Blind B.C. dog overcomes adversity through doggy dock diving

Ever since he was a puppy, Gryffin has seemed shy.

“He’s quiet,” Angela says about her white Labrador. “He’s quite reserved.”

But there were moments when Gryffin would reveal a different aspect of himself, like when he’d relish rolling in the mud (see the picture of her holding the pup, who appears more black than white) or help Angela with the Halloween decorations (see the video where she tells the dog she “needs a hand” and he brings her a fake severed arm).

“When you see those little sparks of energy, you know it’s something special,” Angela smiles.

But Angela also knew something was wrong when Gryffin started struggling to walk by her side.

“He was drifting away,” Angela recalls. “He wouldn’t even have a clue that he wasn’t beside me.”

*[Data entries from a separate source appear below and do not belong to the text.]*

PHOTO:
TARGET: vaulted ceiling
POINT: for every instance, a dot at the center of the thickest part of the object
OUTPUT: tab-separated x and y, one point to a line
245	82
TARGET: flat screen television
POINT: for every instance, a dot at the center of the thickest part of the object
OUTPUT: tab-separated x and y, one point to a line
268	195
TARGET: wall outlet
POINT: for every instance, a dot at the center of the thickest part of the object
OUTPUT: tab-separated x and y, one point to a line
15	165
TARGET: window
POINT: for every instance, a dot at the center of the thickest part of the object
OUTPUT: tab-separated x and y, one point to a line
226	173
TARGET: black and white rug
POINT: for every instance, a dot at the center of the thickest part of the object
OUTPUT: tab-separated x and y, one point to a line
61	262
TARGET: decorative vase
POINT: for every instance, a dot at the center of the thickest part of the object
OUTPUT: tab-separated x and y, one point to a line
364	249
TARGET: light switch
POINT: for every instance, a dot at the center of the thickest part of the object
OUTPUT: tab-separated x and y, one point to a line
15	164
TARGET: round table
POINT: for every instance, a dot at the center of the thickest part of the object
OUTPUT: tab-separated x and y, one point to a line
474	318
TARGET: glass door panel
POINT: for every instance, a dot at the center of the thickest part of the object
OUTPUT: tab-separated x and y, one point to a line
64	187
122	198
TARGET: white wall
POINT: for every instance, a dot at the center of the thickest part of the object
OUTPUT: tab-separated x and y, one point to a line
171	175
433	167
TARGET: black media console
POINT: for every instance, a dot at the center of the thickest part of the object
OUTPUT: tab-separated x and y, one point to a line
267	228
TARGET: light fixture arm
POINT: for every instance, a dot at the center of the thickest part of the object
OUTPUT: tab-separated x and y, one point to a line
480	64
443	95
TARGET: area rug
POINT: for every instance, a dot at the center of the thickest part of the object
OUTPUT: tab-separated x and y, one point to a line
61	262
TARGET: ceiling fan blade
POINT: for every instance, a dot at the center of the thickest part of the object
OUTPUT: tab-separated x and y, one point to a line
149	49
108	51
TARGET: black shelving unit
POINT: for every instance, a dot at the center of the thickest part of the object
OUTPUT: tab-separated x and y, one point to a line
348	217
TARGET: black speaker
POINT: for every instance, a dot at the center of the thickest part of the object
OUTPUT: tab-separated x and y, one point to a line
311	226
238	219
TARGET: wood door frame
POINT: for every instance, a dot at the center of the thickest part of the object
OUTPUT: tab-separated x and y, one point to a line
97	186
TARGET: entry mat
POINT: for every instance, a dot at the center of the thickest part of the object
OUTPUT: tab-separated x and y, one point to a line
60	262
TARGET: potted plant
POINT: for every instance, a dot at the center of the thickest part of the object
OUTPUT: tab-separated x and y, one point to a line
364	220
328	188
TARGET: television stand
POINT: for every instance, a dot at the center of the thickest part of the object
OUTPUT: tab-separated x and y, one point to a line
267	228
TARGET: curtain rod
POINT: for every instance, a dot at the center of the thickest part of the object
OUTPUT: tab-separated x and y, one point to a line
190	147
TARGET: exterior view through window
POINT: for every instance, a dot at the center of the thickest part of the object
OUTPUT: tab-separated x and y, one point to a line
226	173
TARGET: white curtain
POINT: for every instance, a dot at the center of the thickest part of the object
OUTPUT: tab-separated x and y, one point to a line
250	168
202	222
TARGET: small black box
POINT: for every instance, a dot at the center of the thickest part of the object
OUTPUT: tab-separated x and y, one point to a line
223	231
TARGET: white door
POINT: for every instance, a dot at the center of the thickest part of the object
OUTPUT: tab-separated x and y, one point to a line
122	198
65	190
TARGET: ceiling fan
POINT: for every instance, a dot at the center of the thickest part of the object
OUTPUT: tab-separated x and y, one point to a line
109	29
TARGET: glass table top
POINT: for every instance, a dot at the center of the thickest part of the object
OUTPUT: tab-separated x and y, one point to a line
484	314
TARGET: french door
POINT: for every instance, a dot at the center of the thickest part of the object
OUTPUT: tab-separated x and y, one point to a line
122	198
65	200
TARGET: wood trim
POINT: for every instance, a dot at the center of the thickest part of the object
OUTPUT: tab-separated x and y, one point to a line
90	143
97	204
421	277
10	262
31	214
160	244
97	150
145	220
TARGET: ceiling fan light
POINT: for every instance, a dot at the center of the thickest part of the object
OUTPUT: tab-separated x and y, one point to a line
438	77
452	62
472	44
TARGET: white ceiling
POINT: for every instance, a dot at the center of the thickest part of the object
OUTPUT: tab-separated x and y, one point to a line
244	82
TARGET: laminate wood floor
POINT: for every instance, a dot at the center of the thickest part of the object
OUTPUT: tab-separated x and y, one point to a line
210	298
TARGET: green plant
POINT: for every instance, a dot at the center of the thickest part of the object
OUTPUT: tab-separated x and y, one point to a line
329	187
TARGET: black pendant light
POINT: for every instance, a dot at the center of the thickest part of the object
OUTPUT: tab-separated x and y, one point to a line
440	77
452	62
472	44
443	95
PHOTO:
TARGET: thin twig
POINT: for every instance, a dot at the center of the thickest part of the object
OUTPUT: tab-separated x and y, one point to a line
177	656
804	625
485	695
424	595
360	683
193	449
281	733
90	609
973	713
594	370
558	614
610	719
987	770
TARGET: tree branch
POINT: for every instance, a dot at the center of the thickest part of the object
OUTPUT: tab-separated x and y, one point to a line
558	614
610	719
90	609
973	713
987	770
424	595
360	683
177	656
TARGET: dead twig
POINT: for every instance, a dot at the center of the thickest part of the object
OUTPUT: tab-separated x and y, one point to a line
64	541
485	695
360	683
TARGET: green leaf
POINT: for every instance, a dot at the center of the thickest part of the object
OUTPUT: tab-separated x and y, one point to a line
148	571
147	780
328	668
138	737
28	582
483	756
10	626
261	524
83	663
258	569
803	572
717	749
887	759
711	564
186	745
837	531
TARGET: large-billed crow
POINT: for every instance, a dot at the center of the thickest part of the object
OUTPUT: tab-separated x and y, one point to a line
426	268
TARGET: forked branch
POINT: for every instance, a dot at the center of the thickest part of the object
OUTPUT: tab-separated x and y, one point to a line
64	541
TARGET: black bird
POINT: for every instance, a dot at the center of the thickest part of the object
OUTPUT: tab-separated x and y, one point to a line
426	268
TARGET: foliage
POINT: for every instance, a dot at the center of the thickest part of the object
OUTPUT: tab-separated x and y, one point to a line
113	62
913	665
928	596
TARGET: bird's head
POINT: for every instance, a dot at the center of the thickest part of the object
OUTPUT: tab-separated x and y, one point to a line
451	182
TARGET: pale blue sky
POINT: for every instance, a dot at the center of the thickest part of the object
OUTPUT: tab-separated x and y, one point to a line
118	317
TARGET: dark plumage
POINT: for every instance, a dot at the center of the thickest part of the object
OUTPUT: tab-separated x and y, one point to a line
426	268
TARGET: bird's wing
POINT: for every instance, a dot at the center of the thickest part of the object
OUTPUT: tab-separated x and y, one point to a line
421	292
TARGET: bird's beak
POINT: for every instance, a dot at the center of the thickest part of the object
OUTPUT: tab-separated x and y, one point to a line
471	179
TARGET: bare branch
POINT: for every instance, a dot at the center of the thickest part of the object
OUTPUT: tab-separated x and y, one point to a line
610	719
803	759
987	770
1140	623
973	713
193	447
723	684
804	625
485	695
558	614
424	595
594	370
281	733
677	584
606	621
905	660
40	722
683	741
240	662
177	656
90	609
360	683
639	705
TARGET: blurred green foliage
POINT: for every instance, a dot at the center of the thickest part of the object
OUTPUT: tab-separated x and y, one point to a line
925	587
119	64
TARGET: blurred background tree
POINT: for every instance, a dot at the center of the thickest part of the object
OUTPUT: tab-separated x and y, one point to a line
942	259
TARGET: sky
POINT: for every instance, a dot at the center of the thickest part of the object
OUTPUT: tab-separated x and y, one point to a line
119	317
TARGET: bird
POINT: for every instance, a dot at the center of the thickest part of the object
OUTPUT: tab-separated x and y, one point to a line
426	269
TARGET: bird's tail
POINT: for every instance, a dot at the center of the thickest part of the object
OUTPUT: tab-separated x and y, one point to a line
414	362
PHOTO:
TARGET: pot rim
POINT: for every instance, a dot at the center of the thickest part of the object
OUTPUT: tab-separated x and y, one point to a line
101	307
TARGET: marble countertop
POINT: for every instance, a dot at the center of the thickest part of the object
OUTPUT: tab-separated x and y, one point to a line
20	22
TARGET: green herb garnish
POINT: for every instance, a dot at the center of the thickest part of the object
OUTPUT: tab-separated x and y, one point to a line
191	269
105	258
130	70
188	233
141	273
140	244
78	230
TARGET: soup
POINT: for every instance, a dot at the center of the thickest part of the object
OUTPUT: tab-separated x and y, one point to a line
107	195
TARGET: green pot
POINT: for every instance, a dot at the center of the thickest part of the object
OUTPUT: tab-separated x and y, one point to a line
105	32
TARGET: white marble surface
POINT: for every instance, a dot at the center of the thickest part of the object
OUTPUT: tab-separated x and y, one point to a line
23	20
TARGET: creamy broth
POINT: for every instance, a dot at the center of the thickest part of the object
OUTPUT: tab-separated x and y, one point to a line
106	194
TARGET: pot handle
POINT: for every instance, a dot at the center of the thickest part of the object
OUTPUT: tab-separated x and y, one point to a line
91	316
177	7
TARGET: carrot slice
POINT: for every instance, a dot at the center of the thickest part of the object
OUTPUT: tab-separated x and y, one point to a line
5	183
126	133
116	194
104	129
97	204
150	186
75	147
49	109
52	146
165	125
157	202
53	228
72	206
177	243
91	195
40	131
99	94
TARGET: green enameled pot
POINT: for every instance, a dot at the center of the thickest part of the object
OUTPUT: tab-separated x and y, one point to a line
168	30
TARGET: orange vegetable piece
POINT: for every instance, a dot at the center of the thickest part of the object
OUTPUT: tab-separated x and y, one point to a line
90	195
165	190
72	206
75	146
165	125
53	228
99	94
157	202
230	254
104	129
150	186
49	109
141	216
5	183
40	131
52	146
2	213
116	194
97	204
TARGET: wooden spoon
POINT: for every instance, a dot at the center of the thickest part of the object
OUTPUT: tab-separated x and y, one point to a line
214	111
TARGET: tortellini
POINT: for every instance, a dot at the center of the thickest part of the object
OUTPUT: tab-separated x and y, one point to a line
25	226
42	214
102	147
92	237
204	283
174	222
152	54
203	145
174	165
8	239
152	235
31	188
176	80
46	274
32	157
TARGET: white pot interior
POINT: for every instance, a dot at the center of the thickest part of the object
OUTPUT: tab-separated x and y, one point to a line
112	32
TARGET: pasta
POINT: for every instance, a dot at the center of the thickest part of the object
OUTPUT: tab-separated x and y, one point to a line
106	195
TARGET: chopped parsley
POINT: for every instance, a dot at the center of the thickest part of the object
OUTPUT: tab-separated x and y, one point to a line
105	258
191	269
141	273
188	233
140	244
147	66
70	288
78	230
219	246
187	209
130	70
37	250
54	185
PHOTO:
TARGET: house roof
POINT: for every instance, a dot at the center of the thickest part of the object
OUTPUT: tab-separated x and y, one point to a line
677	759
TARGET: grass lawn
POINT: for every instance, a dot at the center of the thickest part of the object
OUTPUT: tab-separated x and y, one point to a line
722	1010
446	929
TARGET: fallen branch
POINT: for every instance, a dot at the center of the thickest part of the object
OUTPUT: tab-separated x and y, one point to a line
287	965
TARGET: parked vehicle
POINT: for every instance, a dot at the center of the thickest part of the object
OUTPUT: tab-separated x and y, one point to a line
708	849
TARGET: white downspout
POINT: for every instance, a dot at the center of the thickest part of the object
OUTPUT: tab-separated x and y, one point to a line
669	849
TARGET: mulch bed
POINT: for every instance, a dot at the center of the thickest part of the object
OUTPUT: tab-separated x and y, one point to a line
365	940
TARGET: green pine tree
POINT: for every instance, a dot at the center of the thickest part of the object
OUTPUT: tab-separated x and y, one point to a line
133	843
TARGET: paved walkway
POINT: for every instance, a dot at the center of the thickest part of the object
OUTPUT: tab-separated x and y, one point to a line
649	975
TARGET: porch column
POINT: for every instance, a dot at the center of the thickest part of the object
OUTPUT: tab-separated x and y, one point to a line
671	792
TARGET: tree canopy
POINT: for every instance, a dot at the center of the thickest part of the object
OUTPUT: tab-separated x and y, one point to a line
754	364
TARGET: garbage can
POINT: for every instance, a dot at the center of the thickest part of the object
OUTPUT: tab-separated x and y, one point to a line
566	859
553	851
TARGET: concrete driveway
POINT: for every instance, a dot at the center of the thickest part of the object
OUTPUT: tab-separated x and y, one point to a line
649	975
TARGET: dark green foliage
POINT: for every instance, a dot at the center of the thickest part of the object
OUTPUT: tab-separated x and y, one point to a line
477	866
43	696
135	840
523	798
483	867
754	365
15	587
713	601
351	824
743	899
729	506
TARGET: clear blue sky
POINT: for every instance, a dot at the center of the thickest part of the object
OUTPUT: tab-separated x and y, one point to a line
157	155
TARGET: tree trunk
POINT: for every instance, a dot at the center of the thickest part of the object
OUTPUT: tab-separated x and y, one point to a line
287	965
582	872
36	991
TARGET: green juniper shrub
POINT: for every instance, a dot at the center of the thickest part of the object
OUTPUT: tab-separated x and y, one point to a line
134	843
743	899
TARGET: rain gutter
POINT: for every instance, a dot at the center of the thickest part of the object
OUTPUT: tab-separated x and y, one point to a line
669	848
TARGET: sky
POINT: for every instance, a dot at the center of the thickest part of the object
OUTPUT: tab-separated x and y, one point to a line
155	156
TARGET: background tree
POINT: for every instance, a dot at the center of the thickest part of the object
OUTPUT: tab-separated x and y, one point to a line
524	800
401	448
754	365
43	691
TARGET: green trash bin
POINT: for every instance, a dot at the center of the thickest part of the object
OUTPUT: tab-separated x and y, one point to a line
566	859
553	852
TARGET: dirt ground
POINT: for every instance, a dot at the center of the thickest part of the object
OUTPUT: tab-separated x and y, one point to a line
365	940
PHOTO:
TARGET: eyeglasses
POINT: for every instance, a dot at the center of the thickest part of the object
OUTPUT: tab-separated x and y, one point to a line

After visiting a specialist, Gryffin was diagnosed with progressive retinal atrophy. About three months later, the dog was completely blind.

“I was crushed,” Angela says. “It’s an emotional rollercoaster to sort out your new normal.”

There’s video of Gryffin sitting at a table surrounded by his canine friends at a birthday party Angela threw for him, waiting patiently for permission to eat his cake. When Angela finally says Gryffin can take a bite, his brother (who can see) steals the slice from under him.

“I instantly gave him another piece,” Angela says. “I felt so bad for him.”

Angela went searching for something fun for Gryffin to do, but she couldn’t help wonder if attempting doggy dock diving — a sport gaining popularity across the country — would be a bust too.

Gryffin couldn’t watch how the other dogs at the Pooch Pool School effortlessly raced down a long dock and — before it ran out — launched themselves into a large pool towards a toy they could see in the water.

“At first, he was really confused,” Angela says. “And rightly so.”

But Gryffin could hear a beeping sound coming from a portable, waterproof speaker that Angela wrapped in floating foam.

She threw it off the dock, and with a little encouragement, Gryffin achieved a big success. He jumped in the pool and retrieved the speaker.

“It’s hard to keep him out of there now,” Angela smiles.

After dock diving a couple times now, Angela says Griffin is becoming more confident and she’s learning to never give up hope.

“He’s definitely made me a fierce advocate for him,” Angela says.

Although a pool may seem like it would extinguish “a little spark,” you just might find it ignites an inferno, instead: one of water-splashing and tail-wagging joy.

“It’s a chance (for Gryffin) to have fun,” Angela smiles. “And totally let his wild side show.”